Adult film actress Stormy Daniels says she was afraid for her life after her secret hush money deal with Donald Trump exploded onto the public stage in 2018 while he was president.

“I was completely sure that I was gonna die,” Daniels says in a documentary released Monday on Peacock called “Stormy.”

Daniels said she agreed to accept the $130,000 hush money payment just days before the 2016 presidential election to keep her one-night stand with Trump in 2006 from becoming public to protect her husband and daughter, and so “that there would be a paper trail and money trail linking me to Donald Trump so that he could not have me killed.”

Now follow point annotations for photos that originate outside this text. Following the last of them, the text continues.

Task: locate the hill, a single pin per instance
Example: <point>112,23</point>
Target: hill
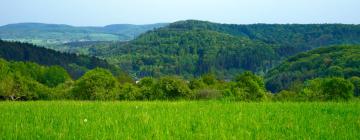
<point>45,34</point>
<point>76,65</point>
<point>337,61</point>
<point>191,48</point>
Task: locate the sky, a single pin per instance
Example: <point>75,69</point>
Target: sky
<point>104,12</point>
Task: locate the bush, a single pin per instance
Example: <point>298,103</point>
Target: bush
<point>356,82</point>
<point>16,87</point>
<point>148,89</point>
<point>129,92</point>
<point>54,76</point>
<point>324,89</point>
<point>285,95</point>
<point>252,87</point>
<point>338,89</point>
<point>96,84</point>
<point>174,88</point>
<point>208,94</point>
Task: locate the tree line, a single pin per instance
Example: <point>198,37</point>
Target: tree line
<point>30,81</point>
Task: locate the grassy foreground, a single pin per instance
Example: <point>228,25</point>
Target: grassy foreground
<point>178,120</point>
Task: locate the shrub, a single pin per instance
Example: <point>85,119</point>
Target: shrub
<point>356,82</point>
<point>285,95</point>
<point>208,94</point>
<point>252,87</point>
<point>328,89</point>
<point>96,84</point>
<point>129,92</point>
<point>174,88</point>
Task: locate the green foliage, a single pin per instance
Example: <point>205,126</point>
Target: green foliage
<point>174,88</point>
<point>54,76</point>
<point>252,86</point>
<point>193,48</point>
<point>338,61</point>
<point>246,87</point>
<point>130,92</point>
<point>356,82</point>
<point>328,89</point>
<point>285,95</point>
<point>97,84</point>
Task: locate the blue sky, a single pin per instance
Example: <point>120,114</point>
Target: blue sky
<point>103,12</point>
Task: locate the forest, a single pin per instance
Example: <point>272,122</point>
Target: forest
<point>191,48</point>
<point>339,82</point>
<point>192,60</point>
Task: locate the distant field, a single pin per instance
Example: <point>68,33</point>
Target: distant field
<point>178,120</point>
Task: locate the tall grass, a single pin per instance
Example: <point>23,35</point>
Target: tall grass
<point>178,120</point>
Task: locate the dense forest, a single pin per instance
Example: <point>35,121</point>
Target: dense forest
<point>76,65</point>
<point>337,61</point>
<point>192,48</point>
<point>192,60</point>
<point>30,81</point>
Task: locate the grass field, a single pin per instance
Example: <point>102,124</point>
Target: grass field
<point>178,120</point>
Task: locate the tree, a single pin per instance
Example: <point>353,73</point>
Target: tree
<point>97,84</point>
<point>338,89</point>
<point>325,89</point>
<point>129,92</point>
<point>54,76</point>
<point>252,86</point>
<point>356,82</point>
<point>174,88</point>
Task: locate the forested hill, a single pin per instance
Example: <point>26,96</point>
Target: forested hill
<point>48,34</point>
<point>191,48</point>
<point>76,65</point>
<point>337,61</point>
<point>292,38</point>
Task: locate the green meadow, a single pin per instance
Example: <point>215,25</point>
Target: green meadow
<point>179,120</point>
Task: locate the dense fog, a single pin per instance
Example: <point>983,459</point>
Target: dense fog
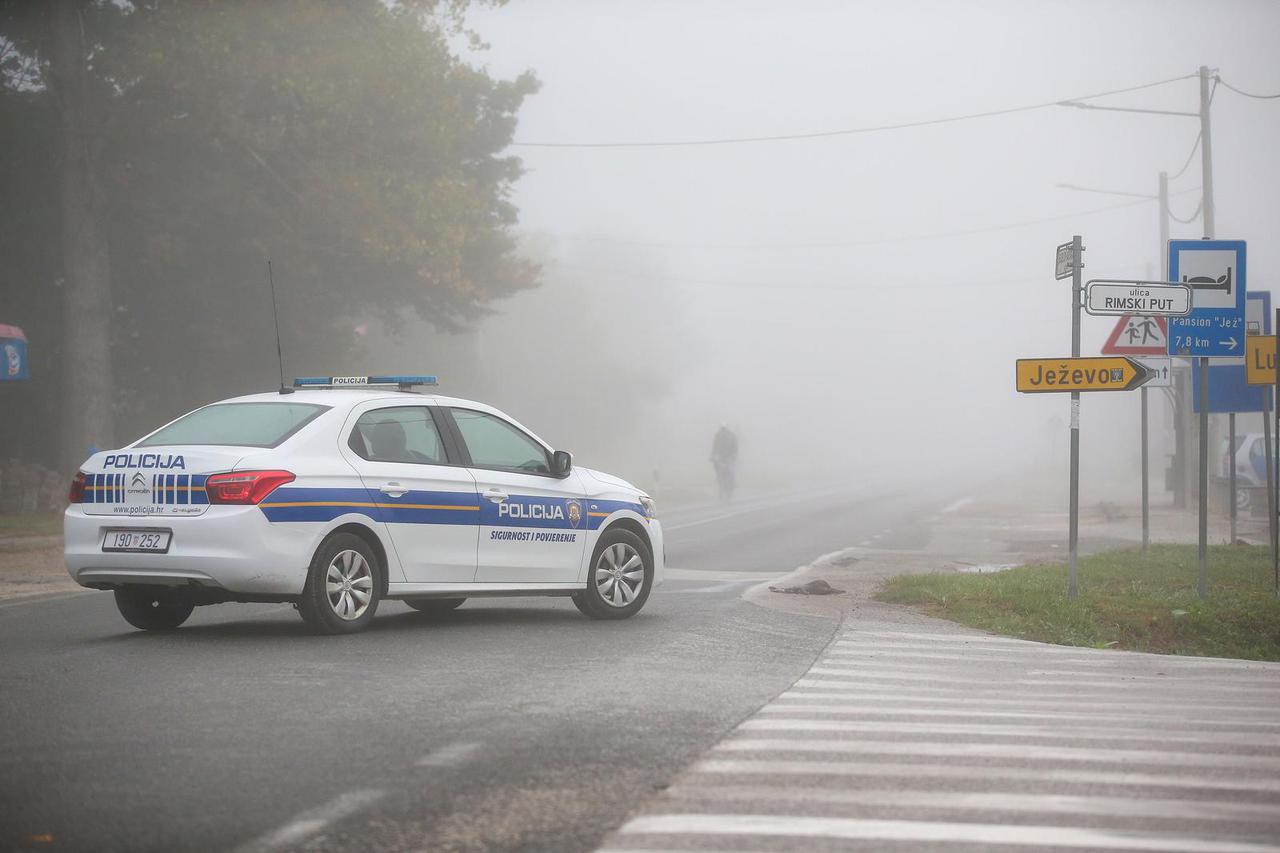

The documentary is an inside look at Daniels’ life navigating the roller coaster that followed the public revealing of the hush money payment that ultimately landed Trump’s former attorney Michael Cohen in federal prison for breaking campaign finance laws. Trump was charged with falsifying business records for allegedly covering up the reimbursement of those payments to influence the election. Trump has pleaded not guilty and denies the affair.

Why Trump’s lawyers object to Stormy Daniels documentary

Trump’s attorneys have argued the release of the documentary should be grounds to dismiss the indictment or delay the trial since its release comes one week before jury selection was scheduled to begin on Monday. They said some of Daniels’ statements, including concerning threats of violence, would be prejudicial to Trump.

They blame prosecutors for not alerting them about the documentary.

“Clifford asserts on the video trailer that ‘sh*t got real’ when President Trump got the Republican nomination, claims that she was ‘terrified,’ reads highly prejudicial threats not connected to President Trump, such as a random person stating, ‘you just signed your death warrant,’” Trump’s attorneys wrote, referring to Daniels by her real name, Stephanie Clifford.

The release, they added, “reflects an egregious effort to prejudice the venue, which the People were undoubtedly aware of but failed to disclose, and requires a dismissal” or delay of the trial date.

They’ve also asked the judge to preclude Daniels from testifying.

Judge Juan Merchan agreed to push back the trial until at least April 15 over the late production of documents from prosecutors in the Cohen case – unrelated to the claims concerning Daniels. He has not ruled on the Daniels-related matters.